After the 2011 Tōhoku earthquake and tsunami, Public Interest Registry waived renewal fees for Japan-based .org domains to prevent them from expiring due to intermittent internet access.

===Attempted commercialization===
In 2017, PIR renegotiated their agreement with Afilias to manage their registrations, reducing their overhead. In November 2020, Afilias was purchased by Donuts. On 17 December 2018, former Donuts co-founder Jon Nevett became CEO of the Public Interest Registry. On 13 May 2019, ICANN announced that they would remove the price cap on .ORG registrations.

On 13 November 2019 the Internet Society announced that it was selling the Public Interest Registry to Ethos Capital, including its holdings of Registry Agreements. Following concerns about the elimination of price caps, Ethos Capital stated on their website, "Our plan is to live within the spirit of historic practice when it comes to pricing," which they later clarified to mean raising prices by an average of 10% per year. This is the maximum that the Public Interest Registry was allowed to raise prices starting in 2016, though it never chose to do so.

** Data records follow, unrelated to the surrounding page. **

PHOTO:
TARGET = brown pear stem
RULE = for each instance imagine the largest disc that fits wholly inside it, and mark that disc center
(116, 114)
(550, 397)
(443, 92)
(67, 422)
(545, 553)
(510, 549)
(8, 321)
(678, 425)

The sale led to concern over PIR's transition to a for-profit venture, especially in view of the removal of price caps on .org registrations. People who came out in opposition to the sale included Tim Berners-Lee and Marc Rotenberg, the first chair of the Public Interest Registry, as well as previous Trustees along with the first Executive Director of the Internet Society. On 22 November 2019 NTEN launched the website savedotorg.org for organizations and others to express their opposition to the sale. Over 25,000 people signed a petition opposing the sale, and a demonstration was held outside ICANN's office in Los Angeles in January 2020. On 29 November 2019, it was revealed that the purchase price is $1.135 billion.

In late January 2020, ICANN halted its final approval of the sale after the attorney general of California requested detailed documentation from all parties, citing concerns that both ICANN and the Internet Society had potentially violated their public interest missions as registered charities subject to the laws of California. In February, the Internet Society's Chapter Advisory Council (which represents its membership) began the process to adopt a motion rejecting the sale if certain conditions were not complied with.

On 30 April 2020, the ICANN Board, saying it was "the right thing to do," withheld its consent to the transfer of control of the Public Internet Registry to Ethos Capital, effectively killing the proposed deal.